FT816 Floating Point Accelerator

FT816 Floating Point Accelerator

Details

Category: Arithmetic Core

Created: December 09, 2014

Updated: January 27, 2020

Language: Verilog

Other project properties

Development Status: Alpha

WishBone compliant: No

WishBone version: n/a

License: LGPL

Description

07/06/2019 - Updated the square root core to allow restarting the calculation any time load is active.

06/14/2019 - Updates have been made to improve the accuracy of the cores. The normalizer needed an extra bit for results generated by the FMA. Please be wary about use. The author has limited testing resources.

06/11/2019 - Added a latency 17 fused multiplier - adder (FMA) , also commonly called a MAC. Testing shows that the output is sometimes off by one in the LSB versus the results generated by a program on the workstation. It could have to do with the way the test data was generated. It seems there may also be a pipeline skew issue with the core. It's supposed to be able to process a new set of operands every clock cycle, but works better if the latency expires first.

06/09/2019 - Added a latency of 10 adder/subtractor. This adder/subtractor should be capable of a much higher clock frequency than the current adder/subtractor which has a latency of two.

06/06/2019 - Reciprocal estimate function added. The estimate is accurate to about eight bits. It uses a piecewise linear approximation from a 1024 entry lookup table, then interpolates. Comparing the results of the reciprocal generated by the workstation (fpRes_tv.txt) and simulation results (fpRes_tvo.txt) is a bit tricky. For some reason the order of the output is a little scrambled. Also added reciprocal square root estimate and sigmoid function estimates.

10/10/2018 - Goldschmidt divider added
The floating-point divider may now use a Goldschmidt divider. This is the divider used in some modern microprocessors and it converges in very few clock cycles (around six clocks).

fpDiv – when using the Goldschmidt divider, the divider result is sometimes off by 1 in the least significant bit. It may be too high but is usually too low if it’s off.

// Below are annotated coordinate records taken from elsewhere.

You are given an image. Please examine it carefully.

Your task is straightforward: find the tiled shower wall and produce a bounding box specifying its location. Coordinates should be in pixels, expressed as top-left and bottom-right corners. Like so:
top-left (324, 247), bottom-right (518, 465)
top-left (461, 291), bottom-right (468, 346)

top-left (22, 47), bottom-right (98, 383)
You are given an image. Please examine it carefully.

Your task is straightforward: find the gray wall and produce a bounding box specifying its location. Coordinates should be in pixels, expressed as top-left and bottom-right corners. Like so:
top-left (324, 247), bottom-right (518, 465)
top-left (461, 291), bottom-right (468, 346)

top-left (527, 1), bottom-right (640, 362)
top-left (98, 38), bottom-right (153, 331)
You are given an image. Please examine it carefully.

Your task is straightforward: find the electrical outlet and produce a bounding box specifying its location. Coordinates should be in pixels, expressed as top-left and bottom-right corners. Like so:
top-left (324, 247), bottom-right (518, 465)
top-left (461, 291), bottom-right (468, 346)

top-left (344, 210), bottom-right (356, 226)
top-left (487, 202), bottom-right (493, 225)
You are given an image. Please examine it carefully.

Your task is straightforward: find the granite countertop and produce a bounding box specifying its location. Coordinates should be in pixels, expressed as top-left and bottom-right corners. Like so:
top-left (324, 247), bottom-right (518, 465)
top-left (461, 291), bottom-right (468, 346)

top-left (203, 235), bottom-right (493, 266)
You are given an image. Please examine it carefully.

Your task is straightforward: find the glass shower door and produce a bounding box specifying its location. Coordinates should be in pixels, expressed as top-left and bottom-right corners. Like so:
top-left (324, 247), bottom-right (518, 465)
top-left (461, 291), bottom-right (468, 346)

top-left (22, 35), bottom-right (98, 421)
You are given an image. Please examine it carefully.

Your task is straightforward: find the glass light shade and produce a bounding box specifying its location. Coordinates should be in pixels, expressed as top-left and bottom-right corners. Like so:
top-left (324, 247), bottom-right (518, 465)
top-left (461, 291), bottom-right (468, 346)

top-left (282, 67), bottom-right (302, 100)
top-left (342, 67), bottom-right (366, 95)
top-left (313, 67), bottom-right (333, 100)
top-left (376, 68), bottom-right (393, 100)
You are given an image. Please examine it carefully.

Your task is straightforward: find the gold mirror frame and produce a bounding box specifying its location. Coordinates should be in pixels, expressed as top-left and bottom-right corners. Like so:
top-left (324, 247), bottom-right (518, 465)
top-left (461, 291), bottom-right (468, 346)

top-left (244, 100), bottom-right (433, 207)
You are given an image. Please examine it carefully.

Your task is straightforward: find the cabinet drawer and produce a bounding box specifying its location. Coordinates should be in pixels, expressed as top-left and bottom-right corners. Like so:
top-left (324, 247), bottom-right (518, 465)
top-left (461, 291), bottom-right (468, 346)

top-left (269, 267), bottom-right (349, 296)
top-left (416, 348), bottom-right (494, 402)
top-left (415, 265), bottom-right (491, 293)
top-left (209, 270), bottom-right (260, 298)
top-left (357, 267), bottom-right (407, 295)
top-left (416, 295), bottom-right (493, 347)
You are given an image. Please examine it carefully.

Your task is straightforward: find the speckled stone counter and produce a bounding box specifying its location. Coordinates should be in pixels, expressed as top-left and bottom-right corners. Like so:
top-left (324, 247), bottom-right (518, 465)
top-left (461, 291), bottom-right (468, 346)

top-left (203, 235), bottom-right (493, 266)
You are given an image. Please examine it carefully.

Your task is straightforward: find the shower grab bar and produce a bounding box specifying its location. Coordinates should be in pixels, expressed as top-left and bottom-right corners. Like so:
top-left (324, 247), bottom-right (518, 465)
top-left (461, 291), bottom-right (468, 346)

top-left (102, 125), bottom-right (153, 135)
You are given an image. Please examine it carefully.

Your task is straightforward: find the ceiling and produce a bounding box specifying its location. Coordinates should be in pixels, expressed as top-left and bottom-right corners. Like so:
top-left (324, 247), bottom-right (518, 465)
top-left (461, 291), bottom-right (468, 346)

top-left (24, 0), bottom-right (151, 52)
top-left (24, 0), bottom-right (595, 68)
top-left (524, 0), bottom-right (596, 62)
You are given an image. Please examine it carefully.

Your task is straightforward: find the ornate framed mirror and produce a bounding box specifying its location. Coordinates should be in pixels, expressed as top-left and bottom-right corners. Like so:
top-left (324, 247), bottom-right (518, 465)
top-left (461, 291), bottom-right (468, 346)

This is due to the fact that only four extra bits are being calculated in the divider. Increasing the number of extra bits calculated would help to obtain a match to the workstation results. The Goldschmidt divider may not be suitable for an FPGA implementation. It uses a fair number of resources in an FPGA in part due to the need for two wide single cycle multiply operations.

02/09/2018 - a fix was made to the position of the sticky bit
02/05/2018 - Some more testing has been done
About 8,000 single precision random test values have been fed into fpMul, FpAAddsub, and fpDiv and output checked against the output produced by a desktop workstation.
Results are somewhat different, but the same in many cases.
- underflow output isn't the same, those really small numbers might be off.

12/09/2016 - Some rudimentary testing has been done on the fp units at 128 bit and 80 bit precision. It correctly calculates the following:
10.0 + 10.0 = 20.
10.0 * 10.0 = 100.
300.0 / 25.0 = 12.
1.0 + 1.0 = 2
1.0 + 0.0 = 1
1.0 - 1.0/65536 = 0.99998474121095

7/10/2016 - This project is now a bit of a misnomer because it includes cores for IEEE compatible operations as well as the original FT816 core. Rather than start another project I just decided to lump the cores together in this one. FT816Float.v is the original unit which shouldn't require any other modules to use.
added missing redor64 function for floating point unit

3/24/2016 - Added FloatToInt and IntToFloat cores with single cycle latency

FT816 floating point accelerator consists of two ninety-six bit floating point accumulators between which floating point or fixed point operations occur. Basic operations include ADD, SUB, MUL, DIV, FIX2FLT, FLT2FIX, SWAP, NEG and ABS. The floating point accumulators operate as a memory mapped device placed by default between $FEA200 and $FEA2FF. The floating point accelerator communicates through a byte wide data port and twenty-four bit address port. It was intended for use primarily with smaller byte oriented cpu’s like the 65xx, 68xx series in order to provide them with some floating point capability.